Wouldn’t it be great to hear some courage in these debates?

puggugly says:

Re: it all makes sense in a way

Umm regarding the “security” aspect, name one instance where the groping has actually stopped anything. I don’t see it improving security as the only publicized instances of a plot being stopped happened on the plane itself (the underwear and shoe bombers) or prior to the person entering the US and being groped. A scanner might have picked up the shoes and underwear but groping was unlikely to even with underwear boy unless the agent used a good, quality grab.

My guess is these gropings are doing nothing more then finding toy guns belonging to toys, nail clippers and other junk (no pun intended).

PrometheeFeu (profile) says:

Re: Re:

Hm… It’s really easy for that kid to not get arrested: resign from the job which requires you to sexually assault innocent travelers. I don’t understand this exoneration of TSA agents. They may not make the policy but they do implement it and if they were vaguely moral individuals they would resign and go find another job that does not involve sexually assaulting people. Yes it can be tough to find a job, but that does not excuse sexual assault.

Jay (profile) says:

A fight for the century

I can see this fight in quite a few lights:

1) a fight of state’s rights vs federal rights

2) citizen’s rights vs security rights

3) (This is the big one) the right of the federal government to increase while the state’s rights decrease if this is allowed.

Guess which one the administration is going to fight for?

Anonymous Coward says:

So, someone explain to me exactly how the FAA could ban flights in Texas.

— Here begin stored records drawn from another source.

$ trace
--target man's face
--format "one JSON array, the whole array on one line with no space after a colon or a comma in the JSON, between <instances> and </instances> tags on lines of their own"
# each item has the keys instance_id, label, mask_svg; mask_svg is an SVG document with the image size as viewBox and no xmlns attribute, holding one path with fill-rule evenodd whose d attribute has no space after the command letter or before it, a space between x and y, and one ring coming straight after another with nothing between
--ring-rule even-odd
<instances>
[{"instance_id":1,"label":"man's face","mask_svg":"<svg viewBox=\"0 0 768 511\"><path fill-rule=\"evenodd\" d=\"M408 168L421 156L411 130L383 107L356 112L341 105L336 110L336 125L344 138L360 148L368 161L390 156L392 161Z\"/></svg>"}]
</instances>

While they could tell the air traffic controllers not to go to work, there’s an awful lot of Texas airspace that isn’t controlled anyway. So what would they do? Suspend every pilot’s license in the state? Don’t think so. Can’t very well put an invisible, impenetrable wall around the state. So in short, unless someone else knows something about how flights are administered, not only would banning flights in Texas be a bad idea, there simply isn’t any way for it to be accomplished.